Eric Topol is the founder and director of the Scripps Research Translational Institute in La Jolla, Calif. His books include The Patient Will See You Now: The Future of Medicine is in Your Hands and Deep Medicine: How Artificial Intelligence Can Make Healthcare Human Again.
For decades, there has been a steady erosion of the practice of medicine, with progressively less time between patients and doctors, a global epidemic of physician burnout that has now reached a crisis, a doubling of medical errors when doctors have symptoms of depression and most serious errors attributable to bad clinical judgment.

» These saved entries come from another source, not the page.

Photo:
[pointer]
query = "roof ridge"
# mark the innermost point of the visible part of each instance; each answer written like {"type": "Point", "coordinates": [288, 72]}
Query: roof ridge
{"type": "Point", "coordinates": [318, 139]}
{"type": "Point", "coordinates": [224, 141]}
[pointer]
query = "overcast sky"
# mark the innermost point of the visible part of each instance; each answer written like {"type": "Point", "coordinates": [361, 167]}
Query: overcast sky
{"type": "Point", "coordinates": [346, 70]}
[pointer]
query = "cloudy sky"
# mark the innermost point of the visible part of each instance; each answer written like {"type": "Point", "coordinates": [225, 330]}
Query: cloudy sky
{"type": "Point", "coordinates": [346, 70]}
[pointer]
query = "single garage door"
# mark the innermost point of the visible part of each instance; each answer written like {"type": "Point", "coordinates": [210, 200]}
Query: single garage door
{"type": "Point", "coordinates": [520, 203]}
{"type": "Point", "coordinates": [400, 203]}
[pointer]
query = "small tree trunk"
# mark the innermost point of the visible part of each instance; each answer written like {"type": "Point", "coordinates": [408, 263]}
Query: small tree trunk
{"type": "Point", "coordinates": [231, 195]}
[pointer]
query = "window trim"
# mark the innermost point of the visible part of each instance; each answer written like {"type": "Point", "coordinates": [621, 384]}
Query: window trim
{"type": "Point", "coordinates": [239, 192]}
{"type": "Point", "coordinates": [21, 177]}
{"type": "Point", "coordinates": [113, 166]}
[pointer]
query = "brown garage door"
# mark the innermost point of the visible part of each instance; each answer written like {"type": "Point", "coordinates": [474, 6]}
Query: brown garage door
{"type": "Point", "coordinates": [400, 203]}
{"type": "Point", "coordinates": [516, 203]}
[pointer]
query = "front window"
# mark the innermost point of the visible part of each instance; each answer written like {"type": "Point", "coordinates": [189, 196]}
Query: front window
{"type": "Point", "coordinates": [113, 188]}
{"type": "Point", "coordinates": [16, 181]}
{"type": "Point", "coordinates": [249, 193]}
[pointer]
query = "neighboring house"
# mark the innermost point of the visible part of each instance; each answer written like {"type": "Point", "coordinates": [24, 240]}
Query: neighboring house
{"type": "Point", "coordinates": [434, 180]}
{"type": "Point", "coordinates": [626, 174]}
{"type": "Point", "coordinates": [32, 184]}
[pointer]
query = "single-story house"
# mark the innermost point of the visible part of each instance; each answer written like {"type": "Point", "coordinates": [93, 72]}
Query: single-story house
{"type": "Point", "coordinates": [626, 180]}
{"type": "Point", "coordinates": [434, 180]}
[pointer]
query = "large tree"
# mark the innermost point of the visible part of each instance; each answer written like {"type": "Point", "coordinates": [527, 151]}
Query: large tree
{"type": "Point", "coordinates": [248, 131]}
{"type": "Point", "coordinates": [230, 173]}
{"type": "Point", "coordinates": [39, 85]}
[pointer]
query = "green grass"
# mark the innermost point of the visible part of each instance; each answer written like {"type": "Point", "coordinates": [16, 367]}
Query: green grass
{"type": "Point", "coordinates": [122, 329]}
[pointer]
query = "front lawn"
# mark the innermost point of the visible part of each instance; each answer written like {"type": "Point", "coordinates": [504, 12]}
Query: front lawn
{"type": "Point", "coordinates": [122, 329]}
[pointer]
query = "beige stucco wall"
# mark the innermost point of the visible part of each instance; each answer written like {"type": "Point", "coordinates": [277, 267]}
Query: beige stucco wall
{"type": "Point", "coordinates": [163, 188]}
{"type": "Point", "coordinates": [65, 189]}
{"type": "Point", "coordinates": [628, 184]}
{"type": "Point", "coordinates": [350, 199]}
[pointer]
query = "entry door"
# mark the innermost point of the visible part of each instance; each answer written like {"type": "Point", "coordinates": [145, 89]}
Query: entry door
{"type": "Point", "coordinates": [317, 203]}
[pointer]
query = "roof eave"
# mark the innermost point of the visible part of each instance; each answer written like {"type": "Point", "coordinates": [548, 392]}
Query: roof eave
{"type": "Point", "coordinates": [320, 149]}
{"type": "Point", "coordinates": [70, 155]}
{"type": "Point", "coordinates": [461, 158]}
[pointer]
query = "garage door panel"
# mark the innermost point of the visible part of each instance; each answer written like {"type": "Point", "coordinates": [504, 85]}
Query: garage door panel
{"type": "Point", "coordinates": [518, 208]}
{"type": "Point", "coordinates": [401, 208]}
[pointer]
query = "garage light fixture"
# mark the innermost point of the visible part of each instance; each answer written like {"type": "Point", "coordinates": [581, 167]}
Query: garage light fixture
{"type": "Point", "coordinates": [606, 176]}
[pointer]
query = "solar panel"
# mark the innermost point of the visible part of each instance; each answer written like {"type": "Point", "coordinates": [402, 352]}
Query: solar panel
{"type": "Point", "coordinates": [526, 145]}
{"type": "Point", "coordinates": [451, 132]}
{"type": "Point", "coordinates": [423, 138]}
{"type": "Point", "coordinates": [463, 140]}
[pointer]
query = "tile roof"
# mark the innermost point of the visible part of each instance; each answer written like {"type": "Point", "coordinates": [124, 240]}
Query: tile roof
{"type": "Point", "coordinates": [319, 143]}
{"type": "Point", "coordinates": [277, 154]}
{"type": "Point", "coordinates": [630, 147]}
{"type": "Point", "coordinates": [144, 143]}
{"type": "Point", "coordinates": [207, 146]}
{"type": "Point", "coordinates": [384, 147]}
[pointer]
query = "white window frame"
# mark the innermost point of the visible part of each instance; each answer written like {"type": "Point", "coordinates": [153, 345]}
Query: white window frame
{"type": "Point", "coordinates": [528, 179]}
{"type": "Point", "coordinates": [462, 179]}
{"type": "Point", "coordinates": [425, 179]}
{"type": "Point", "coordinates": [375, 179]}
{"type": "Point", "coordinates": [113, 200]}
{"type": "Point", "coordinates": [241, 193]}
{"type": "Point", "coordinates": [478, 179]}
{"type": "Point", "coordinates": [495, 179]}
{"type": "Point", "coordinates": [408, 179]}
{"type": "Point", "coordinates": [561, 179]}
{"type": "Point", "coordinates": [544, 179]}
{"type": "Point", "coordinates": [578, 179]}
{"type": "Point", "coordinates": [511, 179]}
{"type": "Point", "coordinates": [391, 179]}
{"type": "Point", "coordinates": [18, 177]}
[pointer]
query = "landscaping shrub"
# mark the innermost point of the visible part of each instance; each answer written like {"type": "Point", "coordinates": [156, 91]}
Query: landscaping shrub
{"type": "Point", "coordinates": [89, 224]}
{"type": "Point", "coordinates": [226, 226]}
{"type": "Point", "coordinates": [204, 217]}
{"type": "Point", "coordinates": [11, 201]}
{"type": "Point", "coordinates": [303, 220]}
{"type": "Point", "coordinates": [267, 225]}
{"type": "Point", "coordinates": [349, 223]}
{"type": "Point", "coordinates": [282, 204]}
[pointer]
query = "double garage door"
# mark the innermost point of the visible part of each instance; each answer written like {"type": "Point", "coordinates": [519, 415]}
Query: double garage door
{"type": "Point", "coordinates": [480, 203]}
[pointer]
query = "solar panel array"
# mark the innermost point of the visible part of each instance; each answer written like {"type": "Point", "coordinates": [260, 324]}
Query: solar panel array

Concurrently, each patient’s cumulative data, such as prior history, laboratory tests, scans and sensor output, keeps growing, as has the doctor’s relegation to the role of data clerk. The limited time to think has led one leading physician to conclude: “Modern medical practice is a Petri dish for medical error, patient harm and physician burnout."
It would seem counterintuitive, at the least, to think that technology could come to the rescue for this dire situation. But there are many early signs that a subtype of artificial intelligence called deep learning may be just what the doctor ordered.
The pioneering work on deep learning was performed at the University of Toronto by Geoffrey Hinton, Yann LeCun and Yoshua Bengio, and was recognized in 2019 by the Turing Award – the equivalent of the Nobel Prize for computer science.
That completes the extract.